After two years of discussions, surveys and planning, the City is moving forward with a $2.9 million plan to improve traffic flow and pedestrian safety on Lincoln Boulevard, despite some residual skepticism about the addition of a dedicated bus lane to the busy street.
The Lincoln Neighborhood Corridor Plan (LiNC) will add a bus lane to the street from I-10 to the city limits on Ozone Avenue. Several business owners are concerned the lane will hurt accessibility to their stores because they will lose nearby street parking during high traffic hours. The current plan calls for adding a bus lane during the rush hour commute by eliminating parking between 4 p.m. and 7 p.m. for westbound traffic.
The owner of Faithful Roots, an antique furniture store, complained her clients will lose the only three metered parking spaces she has during that time.
“I rely mostly on people seeing my store and pulling over and if there’s isn’t parking they certainly won’t come in,” Britta Clancey said at Tuesday’s City Council meeting where the plan was approved. “It needs to be easy for them. I’m a furniture store and I need easy parking for my clients.”
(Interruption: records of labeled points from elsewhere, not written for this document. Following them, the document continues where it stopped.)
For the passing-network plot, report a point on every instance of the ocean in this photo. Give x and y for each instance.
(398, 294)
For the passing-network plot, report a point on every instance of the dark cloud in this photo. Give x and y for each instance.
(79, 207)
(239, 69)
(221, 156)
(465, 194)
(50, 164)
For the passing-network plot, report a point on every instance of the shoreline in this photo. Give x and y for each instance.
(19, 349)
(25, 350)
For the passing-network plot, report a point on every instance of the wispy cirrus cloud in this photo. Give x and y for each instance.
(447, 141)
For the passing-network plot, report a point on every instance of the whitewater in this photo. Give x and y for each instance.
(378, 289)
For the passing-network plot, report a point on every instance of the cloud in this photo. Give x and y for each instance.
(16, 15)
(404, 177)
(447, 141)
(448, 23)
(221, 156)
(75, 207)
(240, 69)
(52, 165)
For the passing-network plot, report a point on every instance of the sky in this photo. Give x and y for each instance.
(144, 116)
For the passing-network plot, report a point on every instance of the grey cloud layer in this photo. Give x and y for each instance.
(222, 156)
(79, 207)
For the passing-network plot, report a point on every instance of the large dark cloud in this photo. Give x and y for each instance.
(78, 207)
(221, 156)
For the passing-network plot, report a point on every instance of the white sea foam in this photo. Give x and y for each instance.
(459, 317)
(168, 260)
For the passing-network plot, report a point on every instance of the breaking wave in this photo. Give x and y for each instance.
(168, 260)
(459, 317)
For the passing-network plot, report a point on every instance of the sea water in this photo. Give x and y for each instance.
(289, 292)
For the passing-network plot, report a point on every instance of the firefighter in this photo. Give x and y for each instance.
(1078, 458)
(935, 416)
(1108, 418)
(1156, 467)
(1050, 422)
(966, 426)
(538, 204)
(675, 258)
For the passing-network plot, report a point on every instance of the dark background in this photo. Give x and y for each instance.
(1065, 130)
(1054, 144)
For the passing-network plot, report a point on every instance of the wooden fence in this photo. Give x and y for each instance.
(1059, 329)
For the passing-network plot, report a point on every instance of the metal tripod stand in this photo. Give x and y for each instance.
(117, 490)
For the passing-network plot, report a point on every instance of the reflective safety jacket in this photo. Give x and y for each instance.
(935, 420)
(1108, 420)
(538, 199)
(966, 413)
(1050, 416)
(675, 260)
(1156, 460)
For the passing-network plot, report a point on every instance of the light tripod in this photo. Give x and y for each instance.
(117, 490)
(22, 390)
Clancey added most of her drop-in clients stop by on their way home from work. According to her store’s website, the shop closes at 5 p.m.
Just a five minute walk up the street, stylists at To the Maxx hair salon have the same concern since parking on their nearby side streets is permit only.
“It seems that one step at a time the parking has been eliminated and businesses can’t survive without parking,” Stylist Jane Swords said, adding that each of the stylists at the salon pays business taxes. “We’re supporting the City but it doesn’t seem the City is supporting us.”
The City’s principal planner, Peter James, vowed to work closely with concerned businesses to make the necessary adjustments to nearby streets. James cited a recent survey where 87 percent of businesses along the 1.25 mile stretch of Lincoln affected by the plan said they were supportive of the bus lane. Planning staff reached out to 115 businesses along the 17 blocks of Lincoln and only 16 reported being concerned or opposed to the idea.
“The project does enjoy support from the business community,” James said, calling the additional lane an important anti-gridlock measure.
Only one Councilmember voted against the plan, Councilmember Terry O’Day, who expressed disappointment the plan does not include a dedicated bike lane.
“Bikes are the fastest growing segment in our city by a long shot and it is incumbent on us to accommodate and plan for it,” O’Day said, who suggested staff look into accommodating bike traffic at by painting “bike boxes,” green squares at more intersections that position cyclists ahead of drivers at the stop bar, therefore increasing visibility.
“There’s a real lack of thoughtfulness related to bikes in this plan,” O’Day said, who wished to see a designated lane for cyclists incorporated into the streetscape. O’Day wondered if the plan to add landscaped medians to the road took away valuable space.
While several other Councilmembers agreed with O’Day’s sentiment, to them it was too late in the planning stages to scrap the current plan to accommodate a green stripe for bikes. James argued it is part of the City’s overall plan to discourage bikers from using busy thoroughfares like Lincoln, which moves about 50,000 cars a day, and instead direct them to less busy streets. Planning staff will look into adding additional bike boxes, however.
Councilmember Kevin McKeown was eager to move the plan forward.
“Five years ago, when we took control of Lincoln Boulevard from the State of California, they paid us to take it off their hands. That’s how bad of shape this road was in,” McKeown said.
The move to add a bus lane has been approved since 2005, however, because of years of delays its implementation will come while Big Blue Bus ridership is down. A recent mobility report revealed BBB ridership has decreased 12 percent, despite a widespread campaign by the City to get commuters out of their cars.
To Mayor Ted Winterer, that statistic gives fuel to the idea of a dedicated bus lane.
“If we can do anything to make it faster and more convenient to ride the bus, even if it’ only in our city limits, it’s something we need to move forward expeditiously,” Winterer said.
Planning staff has already begun meetings with LADOT to extend the lane into Los Angeles.